My victory yesterday was throwing out a year's worth of The Oldie, to which I subscribed in 2008 to gauge whether it might be a magazine I could write for. I never got round to thinking up quirky articles for it, and such aged mags are useless for market research. It was lovely putting them in the bin.
But what about the gardening ones? In theory, they're an extensive reference (though sadly only Which? Gardening includes an annual index nowadays). If I look through them I'll find articles about things that weren't of interest but now are. From where I am right now I can see that a The Garden from 2011 has an article on selecting cooking apples to grow, which I'm intending to do this year.
(In fact, hold on, I'll just go and get it before that disappears too.)
But it's not just magazines, which since yesterday are now tied in neat bundles of twelve, according to year. Still taking up space, but looking...ordered. What about the notes for blogposts and articles? The press releases that might come in handy for that article that requires more research than you've currently got time for? How do you organise all that paper?
When I first began writing I kept the notes for articles published in cardboard folders. Now, they're bulging and spilling all over the place. My working space looks nothing if not creative, but the tidemark of paper is threatening to wash across the floor.
I could disembowel the mags. But have you ever tried downsizing in this manner? I once trawled through years of writing magazines, cutting out articles that might prove useful. The result was that, instead of mountains of magazines, I had a slippery pile of giant ring-binders, full of ragged pages that I never looked at again. I think they're still in the loft.

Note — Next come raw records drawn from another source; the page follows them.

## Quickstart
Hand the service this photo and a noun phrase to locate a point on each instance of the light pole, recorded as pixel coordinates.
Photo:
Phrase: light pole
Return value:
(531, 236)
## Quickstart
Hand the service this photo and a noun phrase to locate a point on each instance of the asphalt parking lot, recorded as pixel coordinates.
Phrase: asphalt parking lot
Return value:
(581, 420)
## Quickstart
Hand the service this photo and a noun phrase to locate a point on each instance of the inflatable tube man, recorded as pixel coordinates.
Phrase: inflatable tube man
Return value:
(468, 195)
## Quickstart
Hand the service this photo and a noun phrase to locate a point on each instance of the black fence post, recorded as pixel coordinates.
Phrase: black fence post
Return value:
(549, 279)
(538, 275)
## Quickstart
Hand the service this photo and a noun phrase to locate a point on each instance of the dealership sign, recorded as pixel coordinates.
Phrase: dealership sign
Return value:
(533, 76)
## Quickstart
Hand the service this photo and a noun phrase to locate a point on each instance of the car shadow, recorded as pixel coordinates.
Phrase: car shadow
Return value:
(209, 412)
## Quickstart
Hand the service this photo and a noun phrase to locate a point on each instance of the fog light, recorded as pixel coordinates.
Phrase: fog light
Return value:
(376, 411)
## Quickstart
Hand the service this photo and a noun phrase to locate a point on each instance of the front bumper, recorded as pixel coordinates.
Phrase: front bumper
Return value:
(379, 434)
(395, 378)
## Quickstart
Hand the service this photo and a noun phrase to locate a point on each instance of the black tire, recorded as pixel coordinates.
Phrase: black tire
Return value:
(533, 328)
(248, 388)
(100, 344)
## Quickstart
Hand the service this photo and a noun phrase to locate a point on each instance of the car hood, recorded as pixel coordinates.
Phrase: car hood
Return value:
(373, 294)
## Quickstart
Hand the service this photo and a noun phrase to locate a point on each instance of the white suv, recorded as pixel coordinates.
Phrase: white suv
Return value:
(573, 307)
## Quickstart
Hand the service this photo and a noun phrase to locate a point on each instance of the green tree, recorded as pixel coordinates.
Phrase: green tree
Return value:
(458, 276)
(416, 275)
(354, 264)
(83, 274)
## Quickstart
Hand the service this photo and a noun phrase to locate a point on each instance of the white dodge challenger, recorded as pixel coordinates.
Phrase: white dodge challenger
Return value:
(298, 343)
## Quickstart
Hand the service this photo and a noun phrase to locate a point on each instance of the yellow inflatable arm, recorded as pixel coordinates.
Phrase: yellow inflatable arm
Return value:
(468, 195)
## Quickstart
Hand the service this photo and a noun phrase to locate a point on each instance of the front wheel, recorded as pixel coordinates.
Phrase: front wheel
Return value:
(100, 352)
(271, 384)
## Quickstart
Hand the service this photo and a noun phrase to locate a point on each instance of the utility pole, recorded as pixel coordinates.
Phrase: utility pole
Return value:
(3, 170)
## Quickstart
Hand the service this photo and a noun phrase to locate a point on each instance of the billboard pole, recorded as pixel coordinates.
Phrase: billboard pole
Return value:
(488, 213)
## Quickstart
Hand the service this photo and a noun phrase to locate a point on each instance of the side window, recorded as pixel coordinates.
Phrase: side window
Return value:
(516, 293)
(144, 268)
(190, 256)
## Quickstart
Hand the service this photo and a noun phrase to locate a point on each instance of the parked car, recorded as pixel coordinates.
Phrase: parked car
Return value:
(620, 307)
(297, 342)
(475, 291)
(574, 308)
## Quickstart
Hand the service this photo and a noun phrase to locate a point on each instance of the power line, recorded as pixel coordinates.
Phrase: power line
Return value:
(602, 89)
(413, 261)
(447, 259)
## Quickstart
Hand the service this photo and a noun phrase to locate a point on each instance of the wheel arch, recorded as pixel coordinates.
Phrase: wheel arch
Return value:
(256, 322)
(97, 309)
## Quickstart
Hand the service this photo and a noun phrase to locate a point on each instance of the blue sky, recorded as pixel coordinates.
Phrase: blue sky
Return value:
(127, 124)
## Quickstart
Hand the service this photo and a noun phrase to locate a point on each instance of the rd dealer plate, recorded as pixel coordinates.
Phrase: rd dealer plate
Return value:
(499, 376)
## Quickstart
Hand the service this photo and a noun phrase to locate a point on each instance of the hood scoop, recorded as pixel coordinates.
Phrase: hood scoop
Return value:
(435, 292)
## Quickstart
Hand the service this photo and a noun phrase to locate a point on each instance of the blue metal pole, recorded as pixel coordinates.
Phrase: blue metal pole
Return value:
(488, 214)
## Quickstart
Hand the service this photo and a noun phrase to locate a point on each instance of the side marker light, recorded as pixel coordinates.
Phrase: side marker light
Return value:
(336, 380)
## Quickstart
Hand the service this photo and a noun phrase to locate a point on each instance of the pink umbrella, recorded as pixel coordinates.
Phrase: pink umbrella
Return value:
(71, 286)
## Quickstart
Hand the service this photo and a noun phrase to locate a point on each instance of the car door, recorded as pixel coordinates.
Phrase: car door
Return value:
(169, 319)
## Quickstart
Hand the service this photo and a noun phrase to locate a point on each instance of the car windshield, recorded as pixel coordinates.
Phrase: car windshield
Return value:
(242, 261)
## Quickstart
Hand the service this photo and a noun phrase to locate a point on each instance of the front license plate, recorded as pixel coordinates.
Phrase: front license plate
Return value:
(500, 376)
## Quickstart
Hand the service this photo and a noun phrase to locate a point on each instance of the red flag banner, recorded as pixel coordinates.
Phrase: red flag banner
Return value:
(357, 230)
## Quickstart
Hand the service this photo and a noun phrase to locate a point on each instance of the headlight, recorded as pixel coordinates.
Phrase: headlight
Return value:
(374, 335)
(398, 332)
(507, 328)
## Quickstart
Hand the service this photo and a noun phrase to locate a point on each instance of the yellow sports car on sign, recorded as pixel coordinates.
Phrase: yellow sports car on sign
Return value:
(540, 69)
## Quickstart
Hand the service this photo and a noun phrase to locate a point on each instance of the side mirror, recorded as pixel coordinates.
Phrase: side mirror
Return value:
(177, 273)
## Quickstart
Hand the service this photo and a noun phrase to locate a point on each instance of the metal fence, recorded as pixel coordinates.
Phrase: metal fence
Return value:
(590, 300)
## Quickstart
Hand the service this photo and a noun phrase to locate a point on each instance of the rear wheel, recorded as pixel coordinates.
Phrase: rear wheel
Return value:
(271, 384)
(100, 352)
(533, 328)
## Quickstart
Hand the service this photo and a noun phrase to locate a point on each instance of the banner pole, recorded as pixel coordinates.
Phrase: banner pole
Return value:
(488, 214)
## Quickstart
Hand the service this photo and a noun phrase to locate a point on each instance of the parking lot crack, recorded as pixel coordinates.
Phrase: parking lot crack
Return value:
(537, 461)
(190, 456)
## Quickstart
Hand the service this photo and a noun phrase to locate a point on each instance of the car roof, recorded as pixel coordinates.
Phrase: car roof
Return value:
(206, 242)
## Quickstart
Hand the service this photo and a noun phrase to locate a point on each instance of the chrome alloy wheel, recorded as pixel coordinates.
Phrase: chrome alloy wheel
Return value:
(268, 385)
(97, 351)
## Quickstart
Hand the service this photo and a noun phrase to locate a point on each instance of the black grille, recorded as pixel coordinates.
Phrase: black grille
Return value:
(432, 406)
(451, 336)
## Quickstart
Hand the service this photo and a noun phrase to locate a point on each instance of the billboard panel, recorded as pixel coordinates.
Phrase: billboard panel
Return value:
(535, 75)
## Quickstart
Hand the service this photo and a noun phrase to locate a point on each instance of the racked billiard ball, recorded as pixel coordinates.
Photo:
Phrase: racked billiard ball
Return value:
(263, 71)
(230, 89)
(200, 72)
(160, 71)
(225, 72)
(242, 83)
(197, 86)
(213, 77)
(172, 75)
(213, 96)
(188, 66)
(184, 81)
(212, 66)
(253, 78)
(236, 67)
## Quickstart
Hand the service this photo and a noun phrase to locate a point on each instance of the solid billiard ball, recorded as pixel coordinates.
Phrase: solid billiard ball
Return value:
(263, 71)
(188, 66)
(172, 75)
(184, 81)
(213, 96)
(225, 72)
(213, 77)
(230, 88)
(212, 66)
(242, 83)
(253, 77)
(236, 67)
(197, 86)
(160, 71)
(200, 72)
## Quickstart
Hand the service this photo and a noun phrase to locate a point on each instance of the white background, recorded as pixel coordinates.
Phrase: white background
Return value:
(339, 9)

Sometimes I imagine I'll be found one day, squashed flat beneath a splayed pile of A4 glossies, paper mites testing out the palatability of my flesh. It would only be just. I've always found it difficult to throw things away, but paper-held information is, by far, my worst vice (let's not contemplate the state of my archived emails).
So what should I do about it? I'm looking for help here. What do you do? Do you find it easy to chuck things? How long do you leave it? Do you have a clear list of subjects that you save information on, and throw away everything else? Have you got an amazing filing system? Or memory?
There's no doubt that Something Has To Be Done. But how do I bring myself to do it? What do you do? Is this even a problem you have? I'd love to hear how you manage to keep on top of things.